The Final Type of SMB: The Subsidiary of a Large Enterprise


Last week I attempted to further segment the SMB market. It turned out to be my most popular post, so I guess the topic is of some interest to the public… A clever comment made by my friend Philip Lay reminded me of one type of SMB company I forgot: the subsidiary—a company for which a majority of the voting stock is owned by another company.

For many businesses, selling to subsidiaries of large enterprises is the ultimate prize, the golden trophy. See how proud Microsoft is, as one example… There are several reasons for this desire:

  • The brand impact… selling to a subsidiary of Chevron or to Chevron itself looks the same on your customer list. Companies that sell to SMBs are always starving for brands that people actually recognize on their customers’ list.

  • Follow the money… owners of SMB companies often spend their life savings on major purchases, which makes the decision hard and emotional. Subsidiaries, just like large enterprises, will have a dedicated budget, which makes the process easier.

  • The promise… one can’t avoid developing the dream of selling to the other 7,987 subsidiaries of a large enterprise, not to mention the ultimate dream—penetrate to the large enterprise from below. Sneaky…

These are all very good reasons (the first two more so than the last) to add subsidiaries into your marketing plan. But before you do, here are some things to know about this beast.

Subsidiary is like an adult brain trapped in a child’s body… Unlike the independent SMB, they have to adhere to cretin corporate rules, most commonly HR rules and branding rules. The level of independence of the subsidiary is critical: if you sell software and they can’t make IT decisions on their own, you have just tripled the length of the sales process and cut the success rate in half… You will be surprised that some would not even let you put their name on your website and will explain at length some global marketing rules. So, make a point during your first meeting to understand the level of authority the subsidiary has. It will help you plan your sales cycle better and prevent the usage of the famous negotiation excuse: “we have to check with corporate” just when you think you agreed on a price…. The only upside is the chance to get to know the corporate decision makers and perhaps get a foot in the door for other subsidiaries.

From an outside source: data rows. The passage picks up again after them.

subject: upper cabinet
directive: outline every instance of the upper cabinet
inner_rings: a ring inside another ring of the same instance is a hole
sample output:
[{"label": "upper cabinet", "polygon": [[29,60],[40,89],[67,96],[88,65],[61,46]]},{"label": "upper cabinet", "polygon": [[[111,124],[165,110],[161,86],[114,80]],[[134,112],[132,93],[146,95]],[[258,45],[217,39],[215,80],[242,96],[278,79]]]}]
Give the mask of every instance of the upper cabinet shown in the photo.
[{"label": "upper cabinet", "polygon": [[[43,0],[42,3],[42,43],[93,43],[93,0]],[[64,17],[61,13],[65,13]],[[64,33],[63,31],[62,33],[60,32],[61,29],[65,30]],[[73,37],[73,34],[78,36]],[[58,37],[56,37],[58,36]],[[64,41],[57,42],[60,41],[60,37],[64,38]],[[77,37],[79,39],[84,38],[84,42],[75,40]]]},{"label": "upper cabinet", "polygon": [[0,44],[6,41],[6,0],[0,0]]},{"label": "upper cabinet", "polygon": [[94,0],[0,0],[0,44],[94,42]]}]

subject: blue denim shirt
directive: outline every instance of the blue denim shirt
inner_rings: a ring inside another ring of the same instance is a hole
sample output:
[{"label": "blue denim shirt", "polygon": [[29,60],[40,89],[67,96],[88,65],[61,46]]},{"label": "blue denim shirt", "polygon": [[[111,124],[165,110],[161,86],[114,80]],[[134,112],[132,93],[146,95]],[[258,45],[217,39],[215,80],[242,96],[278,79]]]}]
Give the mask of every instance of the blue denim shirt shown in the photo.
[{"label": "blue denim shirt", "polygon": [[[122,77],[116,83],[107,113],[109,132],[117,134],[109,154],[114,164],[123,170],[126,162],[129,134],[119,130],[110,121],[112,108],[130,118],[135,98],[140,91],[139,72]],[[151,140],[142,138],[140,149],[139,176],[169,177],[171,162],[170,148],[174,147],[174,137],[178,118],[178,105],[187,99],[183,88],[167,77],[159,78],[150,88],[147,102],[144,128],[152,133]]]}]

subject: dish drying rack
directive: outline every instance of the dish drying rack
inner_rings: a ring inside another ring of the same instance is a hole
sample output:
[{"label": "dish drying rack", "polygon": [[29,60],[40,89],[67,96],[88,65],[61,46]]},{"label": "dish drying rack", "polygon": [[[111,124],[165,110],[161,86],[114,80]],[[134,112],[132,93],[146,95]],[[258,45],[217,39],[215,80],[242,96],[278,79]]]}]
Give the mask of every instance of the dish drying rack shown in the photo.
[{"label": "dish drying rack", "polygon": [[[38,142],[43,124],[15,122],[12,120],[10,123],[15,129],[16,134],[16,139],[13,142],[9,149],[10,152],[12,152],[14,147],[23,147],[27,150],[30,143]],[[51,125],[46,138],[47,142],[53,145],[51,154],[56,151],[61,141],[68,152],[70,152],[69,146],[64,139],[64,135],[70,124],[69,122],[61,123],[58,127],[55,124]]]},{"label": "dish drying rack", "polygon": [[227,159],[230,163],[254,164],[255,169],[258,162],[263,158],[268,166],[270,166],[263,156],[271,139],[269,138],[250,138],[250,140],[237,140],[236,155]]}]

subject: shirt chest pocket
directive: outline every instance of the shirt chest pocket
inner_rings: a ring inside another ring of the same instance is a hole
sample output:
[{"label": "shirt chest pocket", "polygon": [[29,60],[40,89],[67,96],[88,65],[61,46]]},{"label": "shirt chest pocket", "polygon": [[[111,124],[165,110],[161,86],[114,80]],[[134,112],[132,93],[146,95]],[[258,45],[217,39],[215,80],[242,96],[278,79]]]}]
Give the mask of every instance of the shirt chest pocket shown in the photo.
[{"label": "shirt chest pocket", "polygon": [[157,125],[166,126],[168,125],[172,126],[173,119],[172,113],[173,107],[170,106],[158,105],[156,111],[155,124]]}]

Another thing to keep in mind is culture. Don’t expect to meet the father of the Italian family mentioned in the SMB post: you will meet an organized management team just like in a large company. They will often form comities to evaluate your product and hire a consultant to write (OK, to copy from his previous gig) a long RFP. Don’t be surprised if you are asked to provide a different level of service (like 24/7 service): there is a feeling of entitlement in many subs, and part of it is to ask for the best…

So, what’s the net? If subsidiaries are part of your strategy, spend time asking yourself why. If it is for the brand recognition, make sure at an early stage that you can use their name on a press release or a web site. If it is for the network, make sure that decisions are made centrally for your area. Make sure you map the level of authority early on and, if you give anything (say a special discount), try to secure something in return (like a testimonial).

What’s to remember?

Pros—brand, money, potential future business.

Cons—long sales process, more demanding, lower profit, unclear decision making process.